A growing number of parents are sending private investigators to check whether their children have gone astray, sometimes even overseas.
Eight out of 10 private eye agencies contacted by The Straits Times said they have seen a rise in such cases.
Mr David Ng, 37, director of private investigation firm DP Quest, said his company has seen a 20 per cent year-on-year increase in such requests.
"Parents get worried when they see changes in their children's behaviour - for example, if they get a tattoo, or start staying out late," he said, explaining the reasons his clients usually cite.
The children are usually in their teens, in secondary school or polytechnic.
Private eyes usually follow their subjects for three to five days to glean a pattern. Often, the parents' suspicions are proven right.
Their children have been discovered to be involved in illegal activities like drugs or gambling.
Other times, they are also found at Internet gaming shops late at night without their parents' knowledge.
Video or photographic evidence is then presented to the parents, who decide what to do next.
Such services do not come cheap. Three days of tracking, which is usually sufficient, may cost about $3,000.
Private investigators said they start tailing the children as early as when they go to school in the morning.

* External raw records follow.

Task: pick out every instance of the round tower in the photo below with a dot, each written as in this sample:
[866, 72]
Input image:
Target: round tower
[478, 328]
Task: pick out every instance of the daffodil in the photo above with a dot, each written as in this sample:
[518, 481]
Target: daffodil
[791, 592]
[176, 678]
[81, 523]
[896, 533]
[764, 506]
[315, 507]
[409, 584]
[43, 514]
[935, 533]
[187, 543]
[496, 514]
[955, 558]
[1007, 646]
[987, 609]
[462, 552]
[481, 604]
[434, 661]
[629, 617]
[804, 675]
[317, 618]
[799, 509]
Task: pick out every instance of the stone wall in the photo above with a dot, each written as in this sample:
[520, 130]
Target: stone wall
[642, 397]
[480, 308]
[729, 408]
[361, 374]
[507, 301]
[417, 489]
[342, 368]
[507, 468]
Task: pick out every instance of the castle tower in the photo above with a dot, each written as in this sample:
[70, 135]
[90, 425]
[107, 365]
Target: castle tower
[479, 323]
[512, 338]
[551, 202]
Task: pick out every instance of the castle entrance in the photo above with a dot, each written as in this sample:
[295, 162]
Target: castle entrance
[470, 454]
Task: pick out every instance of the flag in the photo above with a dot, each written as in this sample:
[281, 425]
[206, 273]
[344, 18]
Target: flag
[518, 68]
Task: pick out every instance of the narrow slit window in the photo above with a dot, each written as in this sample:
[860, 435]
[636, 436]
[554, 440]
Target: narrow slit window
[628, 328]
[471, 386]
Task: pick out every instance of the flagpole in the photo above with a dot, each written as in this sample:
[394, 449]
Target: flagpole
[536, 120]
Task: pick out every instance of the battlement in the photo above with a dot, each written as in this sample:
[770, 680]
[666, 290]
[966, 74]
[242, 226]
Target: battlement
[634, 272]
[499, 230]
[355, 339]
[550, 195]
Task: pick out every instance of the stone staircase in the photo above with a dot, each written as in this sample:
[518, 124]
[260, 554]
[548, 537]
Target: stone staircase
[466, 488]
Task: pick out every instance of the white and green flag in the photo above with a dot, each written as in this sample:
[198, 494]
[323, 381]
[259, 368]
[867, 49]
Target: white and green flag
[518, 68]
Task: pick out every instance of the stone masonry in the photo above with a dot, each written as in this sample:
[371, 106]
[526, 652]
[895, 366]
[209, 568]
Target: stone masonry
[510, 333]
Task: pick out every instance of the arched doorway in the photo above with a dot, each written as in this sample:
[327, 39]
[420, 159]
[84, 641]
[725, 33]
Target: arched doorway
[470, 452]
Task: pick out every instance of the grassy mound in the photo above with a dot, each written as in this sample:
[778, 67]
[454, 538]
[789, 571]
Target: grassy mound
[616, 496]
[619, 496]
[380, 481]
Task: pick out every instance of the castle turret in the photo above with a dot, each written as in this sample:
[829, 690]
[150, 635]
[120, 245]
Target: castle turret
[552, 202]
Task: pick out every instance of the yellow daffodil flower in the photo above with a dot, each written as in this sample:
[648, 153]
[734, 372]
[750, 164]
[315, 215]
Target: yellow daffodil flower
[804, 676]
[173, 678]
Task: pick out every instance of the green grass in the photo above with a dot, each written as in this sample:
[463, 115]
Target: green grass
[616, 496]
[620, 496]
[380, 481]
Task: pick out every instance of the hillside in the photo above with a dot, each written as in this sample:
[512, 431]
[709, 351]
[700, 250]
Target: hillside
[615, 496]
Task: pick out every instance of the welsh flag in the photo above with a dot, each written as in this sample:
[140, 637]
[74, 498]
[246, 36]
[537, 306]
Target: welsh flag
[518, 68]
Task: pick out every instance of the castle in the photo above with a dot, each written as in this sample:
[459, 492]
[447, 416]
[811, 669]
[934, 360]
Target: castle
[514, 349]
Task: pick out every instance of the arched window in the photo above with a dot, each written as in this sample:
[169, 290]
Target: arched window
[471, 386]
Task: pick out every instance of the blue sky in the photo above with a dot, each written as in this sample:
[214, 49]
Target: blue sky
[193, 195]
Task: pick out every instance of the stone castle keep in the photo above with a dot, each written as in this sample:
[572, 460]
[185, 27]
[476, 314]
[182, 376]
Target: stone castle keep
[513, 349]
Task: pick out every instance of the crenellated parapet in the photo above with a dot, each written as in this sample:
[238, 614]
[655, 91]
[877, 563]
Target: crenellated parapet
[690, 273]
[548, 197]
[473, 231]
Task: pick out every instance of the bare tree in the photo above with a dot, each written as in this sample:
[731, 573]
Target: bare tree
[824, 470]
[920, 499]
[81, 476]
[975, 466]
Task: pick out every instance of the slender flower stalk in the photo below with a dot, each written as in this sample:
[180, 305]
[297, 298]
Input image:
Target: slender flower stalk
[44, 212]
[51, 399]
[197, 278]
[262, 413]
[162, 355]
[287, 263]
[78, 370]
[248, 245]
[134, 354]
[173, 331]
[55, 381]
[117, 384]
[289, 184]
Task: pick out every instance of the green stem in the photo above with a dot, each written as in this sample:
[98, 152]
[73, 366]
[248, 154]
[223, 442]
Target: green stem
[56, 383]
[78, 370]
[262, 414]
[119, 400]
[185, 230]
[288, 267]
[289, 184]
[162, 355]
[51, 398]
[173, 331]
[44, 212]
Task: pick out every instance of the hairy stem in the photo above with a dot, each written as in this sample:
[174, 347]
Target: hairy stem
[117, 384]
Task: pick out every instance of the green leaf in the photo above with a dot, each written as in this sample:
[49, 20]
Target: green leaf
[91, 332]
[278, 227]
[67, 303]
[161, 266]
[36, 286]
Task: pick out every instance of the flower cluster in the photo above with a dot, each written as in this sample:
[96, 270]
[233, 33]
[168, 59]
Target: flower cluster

Mr Joe Koh, 41, from Justice Investigations, who has been a private investigator for 13 years, and sees one or two such cases a month, said that usually both parents are working and too busy to monitor their children.
He encountered a case where a Secondary 1 student would bring friends home in the day to sniff glue, then leave to hang out with friends till late into the night.
Investigators like Mr Koh face challenges such as staying undetected for long periods and tracking children at secluded spots.
For some parents, there is even more reason to track their children when they are studying overseas. Said Mr S.M. Jegan, 61, from private investigation firm Kokusai: "Parents send us overseas as they want to see how their children are spending their money, and whether they are in relationships."
Sometimes, parents get worried when their children become uncontactable or do not return to Singapore as planned.
Sending private investigators to countries like the United States and Britain is far more expensive - it can cost about $20,000 for five days of tracking.
These investigators may also face greater challenges overseas, such as being unfamiliar with the surroundings and failing to blend in to cover their tracks.
While hiring investigators to track children is becoming more popular, counsellors warned that this may worsen the relationship between parent and child.
Dr Carol Balhetchet, director of the Singapore Children's Society Youth Service Centre said: "It's the biggest fear parents have - What is my child getting up to? But it's very bad for a relationship that's already been contaminated by distrust."